The verbal advantage allows women “to hang on longer," she said. "But once the brain changes surpass their ability to compensate, they tank and decline faster.”

Understanding sex differences in Alzheimer's

For the new study, Sundermann and her colleagues analyzed data from 453 women and 532 men who were participants in the Alzheimer’s Neuroimaging Initiative. The researchers rescored verbal memory tests with the new criteria and then looked at how well the newly scored results fit physical findings, such as biomarkers, including those measuring levels of abnormal proteins in cerebrospinal fluid, and scans designed to show how much abnormal protein might be gunking up people’s brains.

The researchers found that the biomarkers and brain scans backed up their new diagnoses. With the new criteria, women who would be considered positive for aMCI had brain scans and biomarkers that indicated the beginnings of Alzheimer’s. Men who would currently be considered normal had biomarkers and brain scans that agreed with that diagnosis.

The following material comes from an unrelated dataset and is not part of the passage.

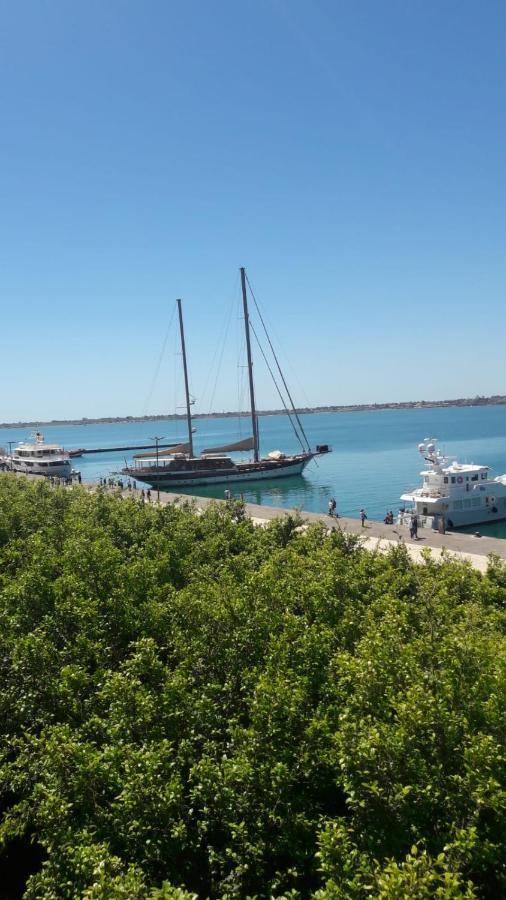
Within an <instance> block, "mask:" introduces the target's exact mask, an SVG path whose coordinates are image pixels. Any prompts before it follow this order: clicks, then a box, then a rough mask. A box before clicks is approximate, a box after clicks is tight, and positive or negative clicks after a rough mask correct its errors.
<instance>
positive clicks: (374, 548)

The new study “is a persuasive first step, showing that correcting for sex differences in verbal memory performance seems to better align with the underlying biology of Alzheimer’s disease,” said Beth Snitz, an associate professor of neurology at the University of Pittsburgh and a neuropsychologist at the university’s Alzheimer Disease Research Center.

“There is a lot of interest in sex differences in Alzheimer’s disease and in drilling down to understand them,” Snitz said in an email.

While some people might not want to know about the early signs of Alzheimer's, the new findings could help more women when they can still make plans for the future, experts said.

"As your memory becomes more impaired, you are less and less aware you are having memory problems," said Sandra Weintraub, a professor of psychiatry and behavioral sciences and the clinical board director of the Mesulam Cognitive Neurology and Alzheimer’s Disease Center at Northwestern University’s Feinberg School of Medicine. "That is the worst time to plan.”